The White Castle
Tuesday, October 30th, 2007 @ 03:45
by Orhan Pamuk (1979)
Part meta-, part historical fiction, The White Castle is the story of the narrator (whose name is never revealed), a young Italian savant and his ambivalent relationship with his Turkish double. In 17th century, caught by the Ottoman fleet during his journey from Venice to Naples, the narrator was brought to Istanbul as a slave, yet his various skilled knowledge acquired him better treatment and fame. Summoned to medicate the ailing pasha (and suceeding), he was then dispensed to assist the Hoja — a master-teacher — who could easily pass for his twin.
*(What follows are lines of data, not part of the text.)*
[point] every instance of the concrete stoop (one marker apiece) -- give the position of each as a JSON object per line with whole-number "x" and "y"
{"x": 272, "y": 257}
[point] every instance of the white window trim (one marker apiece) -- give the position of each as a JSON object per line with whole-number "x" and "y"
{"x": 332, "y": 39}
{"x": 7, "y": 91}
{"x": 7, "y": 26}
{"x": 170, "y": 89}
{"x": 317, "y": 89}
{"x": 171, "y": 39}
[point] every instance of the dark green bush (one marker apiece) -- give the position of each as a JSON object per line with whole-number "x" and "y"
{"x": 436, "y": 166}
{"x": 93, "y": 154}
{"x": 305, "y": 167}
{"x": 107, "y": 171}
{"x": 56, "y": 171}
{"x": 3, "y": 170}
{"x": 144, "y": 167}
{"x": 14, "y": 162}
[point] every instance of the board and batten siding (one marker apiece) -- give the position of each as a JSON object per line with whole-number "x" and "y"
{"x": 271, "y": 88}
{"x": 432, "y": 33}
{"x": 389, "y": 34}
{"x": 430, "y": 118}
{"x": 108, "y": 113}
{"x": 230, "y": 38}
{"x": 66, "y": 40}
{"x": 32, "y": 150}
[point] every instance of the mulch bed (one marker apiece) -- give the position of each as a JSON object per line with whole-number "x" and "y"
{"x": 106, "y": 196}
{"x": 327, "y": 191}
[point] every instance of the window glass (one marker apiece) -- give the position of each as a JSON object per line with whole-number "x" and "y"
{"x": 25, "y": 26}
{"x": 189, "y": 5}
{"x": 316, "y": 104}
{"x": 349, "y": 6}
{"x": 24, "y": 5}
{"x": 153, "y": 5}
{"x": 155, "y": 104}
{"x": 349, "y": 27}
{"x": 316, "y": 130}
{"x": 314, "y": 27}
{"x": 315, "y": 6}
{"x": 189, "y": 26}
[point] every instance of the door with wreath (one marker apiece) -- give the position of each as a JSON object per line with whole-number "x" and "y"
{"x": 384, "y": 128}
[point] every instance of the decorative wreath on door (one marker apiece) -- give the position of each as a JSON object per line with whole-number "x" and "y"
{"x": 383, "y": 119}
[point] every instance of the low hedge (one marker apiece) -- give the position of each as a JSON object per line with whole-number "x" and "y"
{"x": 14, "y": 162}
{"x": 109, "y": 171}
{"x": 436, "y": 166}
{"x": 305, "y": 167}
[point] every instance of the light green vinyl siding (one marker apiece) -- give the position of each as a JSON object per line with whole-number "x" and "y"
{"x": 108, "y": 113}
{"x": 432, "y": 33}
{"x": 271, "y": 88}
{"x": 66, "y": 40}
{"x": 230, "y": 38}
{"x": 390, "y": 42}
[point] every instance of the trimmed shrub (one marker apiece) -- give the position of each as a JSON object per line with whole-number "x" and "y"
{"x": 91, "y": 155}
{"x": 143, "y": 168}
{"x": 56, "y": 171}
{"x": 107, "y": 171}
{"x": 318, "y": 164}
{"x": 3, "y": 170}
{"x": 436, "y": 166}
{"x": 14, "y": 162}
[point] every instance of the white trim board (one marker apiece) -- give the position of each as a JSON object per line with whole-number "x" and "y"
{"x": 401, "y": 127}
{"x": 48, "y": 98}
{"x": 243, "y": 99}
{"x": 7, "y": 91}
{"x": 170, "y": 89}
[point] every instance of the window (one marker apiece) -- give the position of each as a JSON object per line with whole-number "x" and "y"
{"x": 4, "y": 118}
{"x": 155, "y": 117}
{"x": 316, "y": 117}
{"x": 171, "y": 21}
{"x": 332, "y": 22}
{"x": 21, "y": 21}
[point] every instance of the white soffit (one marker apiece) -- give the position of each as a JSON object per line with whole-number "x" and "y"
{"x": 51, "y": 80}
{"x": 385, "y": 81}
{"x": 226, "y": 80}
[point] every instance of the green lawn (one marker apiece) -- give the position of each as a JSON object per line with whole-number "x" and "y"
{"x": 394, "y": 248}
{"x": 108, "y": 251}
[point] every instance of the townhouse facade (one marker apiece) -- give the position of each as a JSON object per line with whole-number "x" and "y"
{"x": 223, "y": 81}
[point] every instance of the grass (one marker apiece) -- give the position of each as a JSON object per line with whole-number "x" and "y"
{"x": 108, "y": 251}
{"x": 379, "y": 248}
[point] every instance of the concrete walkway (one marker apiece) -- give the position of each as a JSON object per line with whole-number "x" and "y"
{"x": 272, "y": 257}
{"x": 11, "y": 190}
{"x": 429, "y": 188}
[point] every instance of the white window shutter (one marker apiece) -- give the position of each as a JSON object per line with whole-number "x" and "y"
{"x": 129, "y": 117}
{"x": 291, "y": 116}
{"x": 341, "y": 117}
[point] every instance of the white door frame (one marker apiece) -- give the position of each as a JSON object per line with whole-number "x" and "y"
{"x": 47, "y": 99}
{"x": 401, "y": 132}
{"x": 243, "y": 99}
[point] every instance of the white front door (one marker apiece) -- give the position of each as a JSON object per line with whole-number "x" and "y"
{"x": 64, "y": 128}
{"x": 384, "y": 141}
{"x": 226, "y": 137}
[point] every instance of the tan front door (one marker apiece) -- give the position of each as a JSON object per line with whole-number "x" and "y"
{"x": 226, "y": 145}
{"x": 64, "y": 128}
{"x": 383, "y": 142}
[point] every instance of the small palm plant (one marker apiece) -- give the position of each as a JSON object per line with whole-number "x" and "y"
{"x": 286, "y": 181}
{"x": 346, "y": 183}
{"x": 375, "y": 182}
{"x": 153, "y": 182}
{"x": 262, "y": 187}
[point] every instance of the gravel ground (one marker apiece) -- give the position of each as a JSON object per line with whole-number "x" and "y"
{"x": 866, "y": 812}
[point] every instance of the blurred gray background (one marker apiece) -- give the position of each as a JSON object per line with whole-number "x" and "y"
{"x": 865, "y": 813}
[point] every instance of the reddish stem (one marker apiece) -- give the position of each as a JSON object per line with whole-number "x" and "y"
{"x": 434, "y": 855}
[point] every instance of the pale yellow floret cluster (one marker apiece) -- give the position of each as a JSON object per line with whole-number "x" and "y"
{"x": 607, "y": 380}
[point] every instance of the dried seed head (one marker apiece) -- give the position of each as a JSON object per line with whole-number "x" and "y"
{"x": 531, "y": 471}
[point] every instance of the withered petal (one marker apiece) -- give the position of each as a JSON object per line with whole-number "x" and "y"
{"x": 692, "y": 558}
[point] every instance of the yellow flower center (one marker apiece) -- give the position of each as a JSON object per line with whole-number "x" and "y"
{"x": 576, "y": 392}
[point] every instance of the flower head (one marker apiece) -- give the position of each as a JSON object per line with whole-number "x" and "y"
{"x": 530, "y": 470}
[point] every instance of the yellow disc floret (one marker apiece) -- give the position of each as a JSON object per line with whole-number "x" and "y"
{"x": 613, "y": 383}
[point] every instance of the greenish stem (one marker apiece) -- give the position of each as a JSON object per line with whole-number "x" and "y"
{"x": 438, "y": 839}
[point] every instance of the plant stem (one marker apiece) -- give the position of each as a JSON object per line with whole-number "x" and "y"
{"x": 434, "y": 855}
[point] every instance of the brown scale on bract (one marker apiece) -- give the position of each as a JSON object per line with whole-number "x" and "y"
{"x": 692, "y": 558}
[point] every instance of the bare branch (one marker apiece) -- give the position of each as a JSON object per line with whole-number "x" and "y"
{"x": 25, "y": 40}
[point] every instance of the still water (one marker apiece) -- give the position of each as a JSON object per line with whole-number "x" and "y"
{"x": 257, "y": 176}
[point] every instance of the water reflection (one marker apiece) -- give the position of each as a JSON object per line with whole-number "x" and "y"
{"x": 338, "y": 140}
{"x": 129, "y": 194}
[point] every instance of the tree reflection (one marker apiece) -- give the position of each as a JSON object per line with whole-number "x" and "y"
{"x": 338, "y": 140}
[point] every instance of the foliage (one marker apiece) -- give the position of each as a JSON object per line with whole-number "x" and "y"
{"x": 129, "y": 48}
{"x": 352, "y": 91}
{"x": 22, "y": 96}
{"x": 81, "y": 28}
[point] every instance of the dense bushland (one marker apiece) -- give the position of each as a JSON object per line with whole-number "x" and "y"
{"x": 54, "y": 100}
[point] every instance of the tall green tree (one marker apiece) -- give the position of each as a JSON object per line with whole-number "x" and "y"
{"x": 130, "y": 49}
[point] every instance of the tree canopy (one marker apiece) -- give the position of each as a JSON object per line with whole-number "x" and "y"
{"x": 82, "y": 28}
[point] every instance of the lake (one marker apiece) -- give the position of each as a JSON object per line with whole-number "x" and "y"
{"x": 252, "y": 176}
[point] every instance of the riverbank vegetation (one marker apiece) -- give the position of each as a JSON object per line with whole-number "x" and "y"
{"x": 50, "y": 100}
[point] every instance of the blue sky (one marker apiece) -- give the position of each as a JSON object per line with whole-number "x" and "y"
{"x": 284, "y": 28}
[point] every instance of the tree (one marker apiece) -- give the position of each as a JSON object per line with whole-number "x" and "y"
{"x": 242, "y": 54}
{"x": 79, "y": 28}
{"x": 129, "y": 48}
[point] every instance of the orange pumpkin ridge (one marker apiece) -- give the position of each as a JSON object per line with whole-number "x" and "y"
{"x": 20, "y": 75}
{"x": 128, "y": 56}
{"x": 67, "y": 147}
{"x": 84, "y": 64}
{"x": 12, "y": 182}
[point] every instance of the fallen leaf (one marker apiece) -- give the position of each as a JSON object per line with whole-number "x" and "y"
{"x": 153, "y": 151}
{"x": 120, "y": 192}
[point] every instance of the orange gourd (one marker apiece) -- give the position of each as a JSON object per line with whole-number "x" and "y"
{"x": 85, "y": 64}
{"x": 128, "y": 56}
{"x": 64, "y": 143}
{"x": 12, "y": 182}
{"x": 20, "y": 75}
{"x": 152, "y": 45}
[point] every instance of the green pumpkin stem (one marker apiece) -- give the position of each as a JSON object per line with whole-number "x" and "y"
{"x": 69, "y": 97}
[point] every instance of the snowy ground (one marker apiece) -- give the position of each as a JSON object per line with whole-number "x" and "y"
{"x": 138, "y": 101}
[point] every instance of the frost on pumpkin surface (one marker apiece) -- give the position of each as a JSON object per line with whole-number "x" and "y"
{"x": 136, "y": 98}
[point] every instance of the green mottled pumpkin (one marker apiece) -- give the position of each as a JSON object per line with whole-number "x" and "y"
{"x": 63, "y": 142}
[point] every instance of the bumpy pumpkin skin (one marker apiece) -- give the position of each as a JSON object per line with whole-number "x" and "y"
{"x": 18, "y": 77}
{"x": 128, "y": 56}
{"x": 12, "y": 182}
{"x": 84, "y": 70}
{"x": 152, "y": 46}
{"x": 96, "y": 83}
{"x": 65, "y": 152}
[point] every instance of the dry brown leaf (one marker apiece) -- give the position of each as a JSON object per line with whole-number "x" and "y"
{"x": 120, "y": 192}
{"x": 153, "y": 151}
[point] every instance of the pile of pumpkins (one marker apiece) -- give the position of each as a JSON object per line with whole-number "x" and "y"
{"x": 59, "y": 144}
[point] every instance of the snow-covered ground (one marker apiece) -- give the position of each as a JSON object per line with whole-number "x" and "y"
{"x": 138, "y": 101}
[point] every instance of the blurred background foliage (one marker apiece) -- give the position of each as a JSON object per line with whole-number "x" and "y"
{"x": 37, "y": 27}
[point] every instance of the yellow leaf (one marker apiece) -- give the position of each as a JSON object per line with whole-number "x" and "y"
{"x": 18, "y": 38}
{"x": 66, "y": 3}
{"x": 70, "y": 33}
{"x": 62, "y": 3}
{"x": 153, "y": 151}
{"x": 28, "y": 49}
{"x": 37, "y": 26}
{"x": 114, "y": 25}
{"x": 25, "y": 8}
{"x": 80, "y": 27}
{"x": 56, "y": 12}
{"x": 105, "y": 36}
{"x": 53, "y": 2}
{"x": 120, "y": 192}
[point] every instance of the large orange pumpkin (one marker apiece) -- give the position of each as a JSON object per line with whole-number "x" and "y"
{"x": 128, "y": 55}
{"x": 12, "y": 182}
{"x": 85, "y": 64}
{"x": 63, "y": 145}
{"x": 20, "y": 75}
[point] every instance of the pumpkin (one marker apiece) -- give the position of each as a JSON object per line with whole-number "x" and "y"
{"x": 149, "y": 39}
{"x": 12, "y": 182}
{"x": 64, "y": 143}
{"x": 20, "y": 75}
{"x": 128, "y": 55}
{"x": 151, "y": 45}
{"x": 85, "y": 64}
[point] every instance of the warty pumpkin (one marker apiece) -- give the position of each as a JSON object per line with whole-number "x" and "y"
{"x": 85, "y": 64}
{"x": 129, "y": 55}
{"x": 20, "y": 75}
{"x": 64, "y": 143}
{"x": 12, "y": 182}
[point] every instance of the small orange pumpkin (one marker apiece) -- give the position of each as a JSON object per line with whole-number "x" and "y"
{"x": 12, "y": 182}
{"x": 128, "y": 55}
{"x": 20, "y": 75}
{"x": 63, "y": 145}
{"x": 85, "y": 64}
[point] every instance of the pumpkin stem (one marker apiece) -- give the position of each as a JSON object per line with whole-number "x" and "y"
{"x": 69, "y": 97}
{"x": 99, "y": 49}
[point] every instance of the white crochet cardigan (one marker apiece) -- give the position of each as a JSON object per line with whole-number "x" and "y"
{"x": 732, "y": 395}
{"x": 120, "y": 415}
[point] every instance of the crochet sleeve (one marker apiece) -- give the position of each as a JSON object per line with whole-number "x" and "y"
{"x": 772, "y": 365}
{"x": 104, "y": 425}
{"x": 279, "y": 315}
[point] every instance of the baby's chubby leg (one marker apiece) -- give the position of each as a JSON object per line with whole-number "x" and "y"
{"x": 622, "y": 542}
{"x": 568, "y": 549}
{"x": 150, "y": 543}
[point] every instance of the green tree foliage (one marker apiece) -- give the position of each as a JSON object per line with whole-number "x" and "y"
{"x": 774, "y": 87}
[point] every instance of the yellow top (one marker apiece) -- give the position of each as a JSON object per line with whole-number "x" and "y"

Each intrigued by the exotic other, they engaged in an intense Hegelian master/slave struggle of knowledge, identity and power domination. These themes of doppelgänger, the question and paradoxes of identities (of both the characters and the East v. West) permeate the novel throughout, leaving the reader contemplating the age-old question of what makes a person. Although perhaps not as intrinsically engaging in its historical details as My Name is Red, The White Castle is a hard-to-put-down, very readable book.
The translation by Yamani sometimes feels a bit stiff compared to the English version, but certainly much better rendered than Serambi’s Indonesian version of Jose Saramago’s Blindness.